There’s potential for foul play, of course. One of your marbles could roll away, and another could crack, and then you’d only have $•••$ marbles.

But there seems to be a general rule in there somewhere, a verity. Absent of foul play, $••$ with $•• •$ is $•••••$. This holds true whether $•$ stands in for marbles, or apples, or trees, or anything that acts like numbers.

This seems self evident. The proof is visual. You can test it out on your fingers. Your brain verified this truth without a second thought, because the brain has been utilizing this truth since the first time a parent had to figure out how to feed five children.

This truth seems so self evident that it hardly seems worth writing down. Why invent symbols like $2$, $3$, $+$, and $=$ to express something so trivial?

And yet, the fact that $•••••••••••••••$ marbles with $••••••••••••••••$ more is $••••••••••••••••••••••••••••••$ is a bit less trivially obvious.

If you run into more than $100$ marbles, you’d best start to know the rules.

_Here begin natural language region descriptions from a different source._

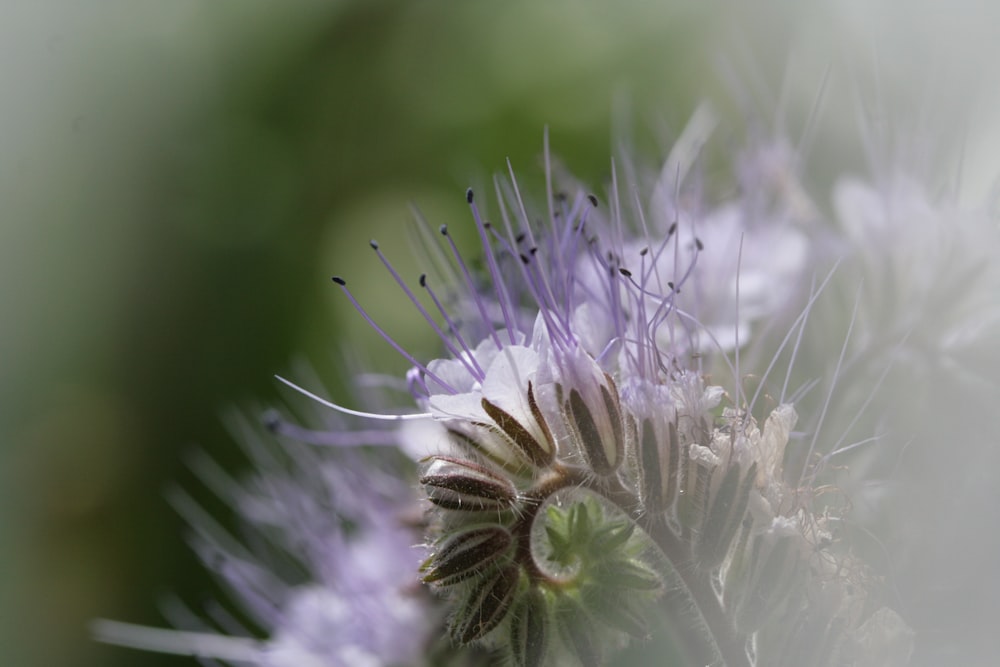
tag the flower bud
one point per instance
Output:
(467, 553)
(487, 605)
(459, 484)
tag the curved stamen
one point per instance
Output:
(387, 338)
(491, 262)
(423, 311)
(472, 287)
(349, 411)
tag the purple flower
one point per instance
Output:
(326, 566)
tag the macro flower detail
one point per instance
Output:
(605, 454)
(596, 483)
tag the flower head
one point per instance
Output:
(596, 482)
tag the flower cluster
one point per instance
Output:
(617, 446)
(592, 483)
(322, 563)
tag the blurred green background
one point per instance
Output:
(179, 179)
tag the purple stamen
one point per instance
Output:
(423, 311)
(491, 262)
(472, 287)
(387, 338)
(479, 373)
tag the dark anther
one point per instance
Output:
(272, 421)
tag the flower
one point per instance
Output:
(326, 568)
(595, 470)
(595, 482)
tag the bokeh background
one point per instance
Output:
(179, 179)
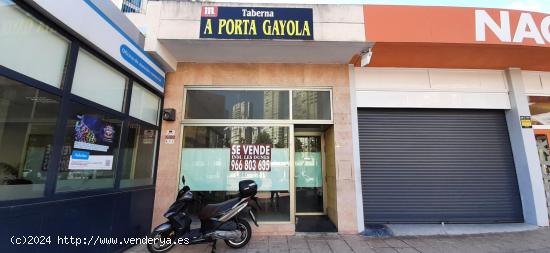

This is how the rules of reality work. The fact that $2 + 3 = 5$ seems obvious, almost trivial. Perhaps not worth investigating. But once you’ve investigated the rules, you can figure out how many marbles you have if you start with $16347$ and acquire $2857$ more.

You can’t do that by appealing to your brain’s intuition. If you try to count them up yourself you’ll make a mistake or lose your place long before you reach the answer. If you gave such a problem to a pre-historic human, they’d tell you that generating an accurate answer is impossible.

And yet you can generate an accurate answer, every time. $16347 + 2857 = 19204$.

Learning the rules of things that act like numbers allows you to figure out things that are far outside your skill level. It doesn’t matter that you can’t count them out individually. It doesn’t matter that you’d lose your place before you got past the first thousand. Once you know the rules of addition, you can get the right answer without even touching the marbles.

A pre-historic human might think that such a skill is useless. Pre-historic humans never had $19204$ mouths to feed. But the ability to handle large numbers has allowed us to create warehouses and run economies. Our intuitions led us to the rules, and the rules themselves let us deduce things that are far outside our experience.

This is the driving force behind civilization.

This is what learning the rules of reality is all about. It’s about being able to answer questions that by all rights should be unanswerable.

We humans can look at a tiny, localized example and apply our intuition until we’ve learned the governing rules. Once we’ve learned those rules, we can look up to the heavens and deduce the true nature of the stars.